Handcuffed Senator, 74, Accused of Stealing Taxpayer Money and Public Corruption
A state senator from Queens, NY, Shirley L. Huntley, 74, was accused of participating in a conspiracy and of falsifying records. Allegedly she helped create a phony paper trail and assisted a niece and an aide to steal money from a bogus nonprofit agency she had founded, the N.Y. State Attorney General’s Office declared. The charges were filed by Attorney General Eric Scheiderman.
Ms. Huntley had turned herself in after probers from State Comptroller Thomas DiNapolis’s office began to close in on her charity, Parent Workshop Inc. Handcuffed, she pleaded not guilty to the charges in a Nassau County courtroom last Monday. The court complex is located Mineola, NY, because her nonprofit lists a Nassau County address as its headquarters.
Ms. Huntley, first elected state senator in 2006, is the most-visible defendant in an ongoing investigation into the nonprofit charity Parent Workshop, an agency supposed to help poor parents successfully steer through the New York City school system. Ms. Huntley founded it shortly after being elected.
Instead, the 20-count indictment attests, the sham charity was misusing taxpayer money. It claims that as much as $30,000 was fraudulently stolen and that records and correspondence were faked.
The charges against Ms. Huntley include alleged tampering with evidence and falsifying business records – both felonies, and conspiracy – a misdemeanor. 3 alleged accomplices are also charged: Ms. Huntley’s niece, Lynn Smith, and an aide, Patricia Savage, both officers in Parent Workshop, and a former aide, David Gantt, referred to as a consultant to the organization. The charges against them included alleged theft, grand larceny, and falsifying documents to hide alleged embezzlement.
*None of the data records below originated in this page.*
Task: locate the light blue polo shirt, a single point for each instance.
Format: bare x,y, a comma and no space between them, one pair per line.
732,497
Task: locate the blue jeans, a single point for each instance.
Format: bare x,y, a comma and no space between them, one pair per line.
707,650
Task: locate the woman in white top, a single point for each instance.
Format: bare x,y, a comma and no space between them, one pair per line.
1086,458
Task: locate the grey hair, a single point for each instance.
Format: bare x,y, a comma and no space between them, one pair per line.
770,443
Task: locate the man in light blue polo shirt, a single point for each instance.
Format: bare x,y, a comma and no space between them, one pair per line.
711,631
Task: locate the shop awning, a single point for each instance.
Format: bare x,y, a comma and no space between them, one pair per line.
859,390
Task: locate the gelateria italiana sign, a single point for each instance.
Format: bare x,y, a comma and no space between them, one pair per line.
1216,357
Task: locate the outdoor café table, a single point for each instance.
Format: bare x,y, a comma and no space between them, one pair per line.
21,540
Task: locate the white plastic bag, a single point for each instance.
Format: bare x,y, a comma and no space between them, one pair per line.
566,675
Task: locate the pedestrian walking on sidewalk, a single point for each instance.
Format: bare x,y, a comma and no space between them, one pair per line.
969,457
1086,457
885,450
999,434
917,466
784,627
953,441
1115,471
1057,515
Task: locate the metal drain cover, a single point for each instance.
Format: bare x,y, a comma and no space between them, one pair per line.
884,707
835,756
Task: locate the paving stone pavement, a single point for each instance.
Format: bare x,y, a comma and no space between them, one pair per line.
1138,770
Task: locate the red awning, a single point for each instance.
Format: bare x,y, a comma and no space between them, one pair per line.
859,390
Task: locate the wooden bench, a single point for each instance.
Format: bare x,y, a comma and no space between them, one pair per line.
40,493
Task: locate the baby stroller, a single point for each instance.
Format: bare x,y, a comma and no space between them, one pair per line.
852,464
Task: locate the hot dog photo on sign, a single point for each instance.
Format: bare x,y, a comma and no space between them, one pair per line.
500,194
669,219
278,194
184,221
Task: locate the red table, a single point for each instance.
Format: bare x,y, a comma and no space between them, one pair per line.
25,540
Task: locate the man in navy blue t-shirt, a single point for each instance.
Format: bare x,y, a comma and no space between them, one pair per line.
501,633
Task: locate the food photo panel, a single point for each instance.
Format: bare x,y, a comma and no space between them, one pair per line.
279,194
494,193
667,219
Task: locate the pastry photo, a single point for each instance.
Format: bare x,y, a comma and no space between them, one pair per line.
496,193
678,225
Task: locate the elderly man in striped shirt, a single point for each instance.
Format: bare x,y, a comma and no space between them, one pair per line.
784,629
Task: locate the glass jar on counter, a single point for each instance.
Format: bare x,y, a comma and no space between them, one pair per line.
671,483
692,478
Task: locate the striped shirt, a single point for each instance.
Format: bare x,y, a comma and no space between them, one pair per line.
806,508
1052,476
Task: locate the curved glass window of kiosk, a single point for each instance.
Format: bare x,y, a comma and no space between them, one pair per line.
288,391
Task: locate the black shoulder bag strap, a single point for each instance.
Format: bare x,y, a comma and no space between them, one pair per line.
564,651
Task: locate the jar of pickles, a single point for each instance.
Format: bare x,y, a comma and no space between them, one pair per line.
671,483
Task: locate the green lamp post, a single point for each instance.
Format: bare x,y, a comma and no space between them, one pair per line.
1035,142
Ms. Huntley had been the ranking Democrat on the New York Senate’s Committee on Mental Health and Developmental Disabilities. As a result of the indictment her leadership position and committee ranking were taken away.
Investigators continue to look into whether or not Ms. Huntley received kickbacks, as well as seeking to recover the $30,000. However, the trail of evidence is not clear. A state official remarked: “So many things could have happened with the money.”
The Huntley indictment seems to be the newest mark in a disturbing list of cases of corruption involving New York lawmakers. But as Comptroller DiNapoli said: “In an era where taxpayer money is such a precious and limited resource, there is . . . zero tolerance of waste, fraud, and abuse of taxpayer dollars.”